Here's Caudwell's formulation again and the next paragraph: Reality constitutes for us our environment; and our environment, which is chiefly social, alters continuously – sometimes barely perceptibly, sometimes at dizzy Speeds. The socially accepted pictures we make in words of reality cannot change as if they were reflections in a mirror. An object is reflected in a mirror. If the object moves the reflection moves. But in language reality is symbolised in unchanging words, which give a false stability and permanence to the object they represent. Thus they instantaneously photograph reality rather than reflect it. This frigid character of language is regrettable but it has its utilitarian purposes. It is probably the only way in which man, with his linear consciousness, can get a grip of fluid reality. Language, as it develops, shows more and more of this false permanence, till we arrive at the Platonic Ideas, Eternal and Perfect Words. Their eternity and perfection is simply the permanence of print and paper. If you coin a word or write a symbol to describe an entity or event, the word will remain ‘eternally’ unchanged even while the entity has changed and the event is no longer present. This permanence is part of the inescapable nature of symbolism, which is expressed in the rules of logic. It is one of the strange freaks of the human mind that it has supposed that reality must obey the rules of logic, whereas the correct view is that symbolism by its very nature has certain rules, expressed in the laws of logic, and these are nothing to do with the process of reality, but represent the nature of the symbolic process itself.

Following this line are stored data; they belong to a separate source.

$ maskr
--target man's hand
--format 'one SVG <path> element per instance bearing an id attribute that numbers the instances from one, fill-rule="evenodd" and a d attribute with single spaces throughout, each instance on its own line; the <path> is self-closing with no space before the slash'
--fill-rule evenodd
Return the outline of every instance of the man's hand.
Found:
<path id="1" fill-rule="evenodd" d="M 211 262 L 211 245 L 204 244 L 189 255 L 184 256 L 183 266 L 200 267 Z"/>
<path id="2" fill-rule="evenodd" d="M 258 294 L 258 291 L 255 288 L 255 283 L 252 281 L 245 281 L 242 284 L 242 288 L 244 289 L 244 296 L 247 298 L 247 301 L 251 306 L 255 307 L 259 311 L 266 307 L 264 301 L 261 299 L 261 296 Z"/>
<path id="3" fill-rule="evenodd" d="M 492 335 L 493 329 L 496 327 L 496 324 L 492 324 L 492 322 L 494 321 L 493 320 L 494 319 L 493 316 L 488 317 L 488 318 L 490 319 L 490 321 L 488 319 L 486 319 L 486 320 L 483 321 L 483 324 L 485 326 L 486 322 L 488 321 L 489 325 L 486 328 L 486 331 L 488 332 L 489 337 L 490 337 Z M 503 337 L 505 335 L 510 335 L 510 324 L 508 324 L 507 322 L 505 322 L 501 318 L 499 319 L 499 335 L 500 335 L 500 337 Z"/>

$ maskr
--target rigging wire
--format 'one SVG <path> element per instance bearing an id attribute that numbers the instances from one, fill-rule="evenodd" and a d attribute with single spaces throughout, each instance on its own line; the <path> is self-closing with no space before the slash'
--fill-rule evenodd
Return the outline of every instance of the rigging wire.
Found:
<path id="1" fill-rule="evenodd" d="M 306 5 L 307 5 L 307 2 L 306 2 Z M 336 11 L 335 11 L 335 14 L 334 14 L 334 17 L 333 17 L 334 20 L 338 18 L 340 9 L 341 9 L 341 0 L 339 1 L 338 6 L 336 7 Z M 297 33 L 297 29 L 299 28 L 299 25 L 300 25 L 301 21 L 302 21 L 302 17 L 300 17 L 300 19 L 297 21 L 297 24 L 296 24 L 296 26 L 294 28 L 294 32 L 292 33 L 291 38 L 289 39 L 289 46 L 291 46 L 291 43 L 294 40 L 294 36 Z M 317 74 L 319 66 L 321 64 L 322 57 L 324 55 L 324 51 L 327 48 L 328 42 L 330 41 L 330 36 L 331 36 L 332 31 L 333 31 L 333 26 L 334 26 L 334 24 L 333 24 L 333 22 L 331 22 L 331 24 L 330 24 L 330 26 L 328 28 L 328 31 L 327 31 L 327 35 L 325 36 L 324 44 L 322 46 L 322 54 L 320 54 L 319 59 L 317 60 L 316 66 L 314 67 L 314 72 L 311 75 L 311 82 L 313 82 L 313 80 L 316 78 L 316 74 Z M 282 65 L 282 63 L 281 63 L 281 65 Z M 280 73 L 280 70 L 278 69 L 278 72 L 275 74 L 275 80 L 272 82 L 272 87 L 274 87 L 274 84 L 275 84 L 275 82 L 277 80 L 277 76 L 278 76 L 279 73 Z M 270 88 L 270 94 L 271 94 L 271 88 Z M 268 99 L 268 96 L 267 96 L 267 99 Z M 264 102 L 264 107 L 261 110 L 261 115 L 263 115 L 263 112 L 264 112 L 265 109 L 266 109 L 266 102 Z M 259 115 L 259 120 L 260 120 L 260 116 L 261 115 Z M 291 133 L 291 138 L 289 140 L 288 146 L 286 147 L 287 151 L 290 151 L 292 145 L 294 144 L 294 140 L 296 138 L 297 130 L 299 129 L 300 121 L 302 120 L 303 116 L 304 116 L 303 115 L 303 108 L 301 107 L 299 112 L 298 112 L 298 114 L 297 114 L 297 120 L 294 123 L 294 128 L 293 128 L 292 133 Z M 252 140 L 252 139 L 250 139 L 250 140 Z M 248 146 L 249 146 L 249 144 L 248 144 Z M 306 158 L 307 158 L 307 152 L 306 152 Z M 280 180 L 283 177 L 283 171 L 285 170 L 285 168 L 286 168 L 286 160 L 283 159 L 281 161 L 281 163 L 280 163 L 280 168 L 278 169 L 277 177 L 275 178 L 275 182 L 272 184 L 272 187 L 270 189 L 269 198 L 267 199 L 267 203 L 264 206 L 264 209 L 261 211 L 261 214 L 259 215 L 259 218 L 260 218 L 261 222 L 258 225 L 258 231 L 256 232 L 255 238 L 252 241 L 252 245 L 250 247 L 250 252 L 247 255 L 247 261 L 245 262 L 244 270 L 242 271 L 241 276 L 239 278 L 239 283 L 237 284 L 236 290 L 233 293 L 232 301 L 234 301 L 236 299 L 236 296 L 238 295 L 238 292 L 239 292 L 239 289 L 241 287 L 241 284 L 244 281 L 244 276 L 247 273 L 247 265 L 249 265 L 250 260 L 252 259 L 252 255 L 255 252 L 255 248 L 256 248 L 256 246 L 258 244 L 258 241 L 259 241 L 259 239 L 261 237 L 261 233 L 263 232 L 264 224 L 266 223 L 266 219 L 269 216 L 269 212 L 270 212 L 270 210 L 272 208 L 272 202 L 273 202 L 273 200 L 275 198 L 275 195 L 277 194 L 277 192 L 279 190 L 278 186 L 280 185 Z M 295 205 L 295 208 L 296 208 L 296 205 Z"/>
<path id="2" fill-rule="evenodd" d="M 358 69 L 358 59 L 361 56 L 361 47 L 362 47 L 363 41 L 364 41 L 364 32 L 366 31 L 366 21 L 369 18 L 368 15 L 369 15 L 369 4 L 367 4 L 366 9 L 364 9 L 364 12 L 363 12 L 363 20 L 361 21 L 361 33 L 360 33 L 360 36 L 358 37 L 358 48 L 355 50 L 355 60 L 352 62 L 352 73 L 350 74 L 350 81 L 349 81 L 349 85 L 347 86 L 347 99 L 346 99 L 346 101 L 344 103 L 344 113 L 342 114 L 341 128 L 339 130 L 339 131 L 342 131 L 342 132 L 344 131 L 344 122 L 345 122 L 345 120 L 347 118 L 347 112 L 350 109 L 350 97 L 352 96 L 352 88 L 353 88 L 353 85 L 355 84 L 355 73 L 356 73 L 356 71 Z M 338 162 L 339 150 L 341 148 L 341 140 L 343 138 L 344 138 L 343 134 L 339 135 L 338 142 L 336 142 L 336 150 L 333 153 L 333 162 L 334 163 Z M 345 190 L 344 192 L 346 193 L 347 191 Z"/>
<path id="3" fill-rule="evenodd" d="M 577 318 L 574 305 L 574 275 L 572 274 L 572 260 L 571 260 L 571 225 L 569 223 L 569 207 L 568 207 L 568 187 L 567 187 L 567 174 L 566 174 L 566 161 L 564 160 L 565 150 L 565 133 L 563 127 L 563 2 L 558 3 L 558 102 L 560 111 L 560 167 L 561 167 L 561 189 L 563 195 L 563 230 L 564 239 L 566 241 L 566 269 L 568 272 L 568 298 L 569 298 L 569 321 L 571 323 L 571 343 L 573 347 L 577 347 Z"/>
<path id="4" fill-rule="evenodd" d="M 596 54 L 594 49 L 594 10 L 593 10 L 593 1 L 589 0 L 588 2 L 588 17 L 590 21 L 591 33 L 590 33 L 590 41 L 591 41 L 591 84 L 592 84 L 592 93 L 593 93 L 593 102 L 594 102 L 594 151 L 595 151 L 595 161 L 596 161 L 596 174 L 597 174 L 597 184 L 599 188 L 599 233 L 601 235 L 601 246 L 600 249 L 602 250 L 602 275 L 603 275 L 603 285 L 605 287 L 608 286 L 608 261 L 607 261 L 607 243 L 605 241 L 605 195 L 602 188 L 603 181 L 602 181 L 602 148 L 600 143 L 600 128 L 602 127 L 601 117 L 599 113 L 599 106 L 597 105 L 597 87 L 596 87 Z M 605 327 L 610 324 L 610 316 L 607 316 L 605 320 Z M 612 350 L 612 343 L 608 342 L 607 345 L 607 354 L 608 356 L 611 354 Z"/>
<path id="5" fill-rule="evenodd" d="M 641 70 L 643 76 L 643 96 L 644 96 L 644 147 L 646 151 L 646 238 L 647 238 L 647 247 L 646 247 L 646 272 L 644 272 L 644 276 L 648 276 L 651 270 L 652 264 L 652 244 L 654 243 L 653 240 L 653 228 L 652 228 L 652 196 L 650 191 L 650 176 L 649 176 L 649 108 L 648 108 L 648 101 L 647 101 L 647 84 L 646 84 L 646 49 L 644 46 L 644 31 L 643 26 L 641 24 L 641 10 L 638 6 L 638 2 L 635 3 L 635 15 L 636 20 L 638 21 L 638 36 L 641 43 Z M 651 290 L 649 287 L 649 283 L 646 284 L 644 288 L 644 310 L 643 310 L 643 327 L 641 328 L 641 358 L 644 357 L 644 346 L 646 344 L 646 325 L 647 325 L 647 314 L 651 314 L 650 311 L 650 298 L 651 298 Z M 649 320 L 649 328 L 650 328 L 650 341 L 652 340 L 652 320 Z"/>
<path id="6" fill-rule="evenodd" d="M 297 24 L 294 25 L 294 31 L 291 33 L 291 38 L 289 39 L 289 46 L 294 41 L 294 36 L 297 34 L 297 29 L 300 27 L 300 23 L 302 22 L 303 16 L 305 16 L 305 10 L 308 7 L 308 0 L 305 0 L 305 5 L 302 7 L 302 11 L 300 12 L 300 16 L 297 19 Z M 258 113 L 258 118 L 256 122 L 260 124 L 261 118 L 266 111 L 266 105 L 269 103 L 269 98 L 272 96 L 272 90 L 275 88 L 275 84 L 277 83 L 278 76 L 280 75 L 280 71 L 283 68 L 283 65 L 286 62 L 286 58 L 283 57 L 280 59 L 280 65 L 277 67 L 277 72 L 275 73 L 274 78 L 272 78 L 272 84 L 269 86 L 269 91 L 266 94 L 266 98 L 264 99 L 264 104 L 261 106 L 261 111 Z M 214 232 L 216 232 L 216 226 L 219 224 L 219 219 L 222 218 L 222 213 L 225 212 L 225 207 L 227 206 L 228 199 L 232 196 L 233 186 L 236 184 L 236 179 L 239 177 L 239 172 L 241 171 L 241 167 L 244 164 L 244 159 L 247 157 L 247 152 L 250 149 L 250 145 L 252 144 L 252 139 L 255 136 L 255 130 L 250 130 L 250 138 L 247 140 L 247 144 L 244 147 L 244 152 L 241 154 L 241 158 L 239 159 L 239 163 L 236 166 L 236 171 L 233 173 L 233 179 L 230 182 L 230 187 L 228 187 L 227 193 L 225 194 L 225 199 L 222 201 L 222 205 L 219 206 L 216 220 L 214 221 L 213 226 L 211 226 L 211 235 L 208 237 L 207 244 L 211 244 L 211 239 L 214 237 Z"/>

The artist experiences this discrepancy between language and reality as follows: he has had an intense experience of a rose and wishes to communicate his experience to his fellows in words. He wishes to say, ‘I saw a rose’. But ‘rose’ has a definite social meaning, or group of meanings, and we are to suppose that he has had an experience with the rose which does not correspond to any of society’s previous experiences of roses, embodied in the word and its history. His experience of the rose is therefore the negation of the word ‘rose’ it is ‘not-rose’ – all that in his experience which is not expressed in the current social meaning of the word rose He therefore says – ‘I saw a rose like’ – and there follows a metaphor, or there is an adjective – ‘a heavenly rose’, or a euphemism – ‘I saw a flowery blush’ and in each case there is a synthesis, for his new experience has become socially fused into society’s old experiences and both have been changed in the process. His own experience has taken colour from all past meanings of the word ‘rose’ for these will be present in men’s minds when they read his poem, and the word ‘rose’ will have taken colour from his individual experience, for his poem will in future be in men’s minds when they encounter the word ‘rose’.